While the nbody code is running asynchronously, and is not strongly tied in with the render loop, they do synchronize. The timing is such that the user can specify a desired speed scalar, such as 1000 times faster than realtime, and for every frame nbody is asked to advance the simulation 1s/fps * 1000s
The system is really designed to work for situations where the nbody step is slower than the render step, and not the other way around, so currently a new nbody step is only launched once every n frames. In situations where the nbody step takes multiple frames, as is commonly the case, this works well, but when the nbody step takes much shorter time, it is not optimal.
This is why it can run faster with vsync off, since frames are rendered more frequently and therefore nbody stepping is also launched more frequently.
Generally a very low tolerance will force the nbody code to take multiple smaller substeps internally, which will make it more accurate, and also slower, thus utilizing the computation time better. The question is then if that is what you want, since there is such a thing as "accurate enough" and you may not always want "even more accurate" at the cost of 100% cpu utilization.

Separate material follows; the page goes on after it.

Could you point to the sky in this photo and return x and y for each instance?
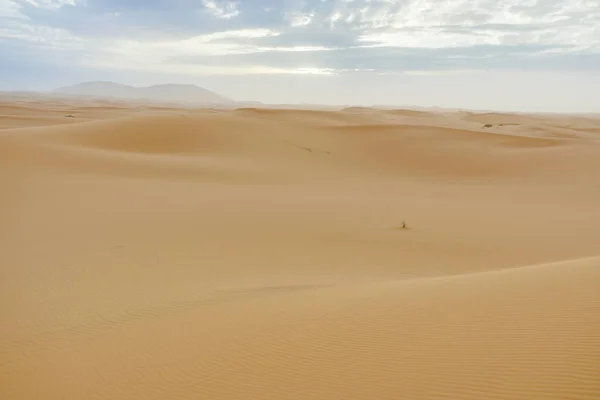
(518, 55)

As to native vs managed, managed means the c# implementation of the nbody code while native is the c++ implementation (not user friendly names, I know), which still has managed collision-resolution parts, though. Native is generally some 3-5 times faster, and should be the default mode. The nbody code is currently being re-re-rewritten to be even more pure c++, with still better performance, while dropping managed mode entirely.
Currently we are not using the gpu for computations. We did a long time ago use OpenCL for the core of nbody, but with support for multiple platforms, and now even mobile, the pure cpu implementation won out. This is likely to change eventually, but we will not provide gpu computation any time soon.
I hope some of the above made sense. If not, don't hesitate to ask again :-)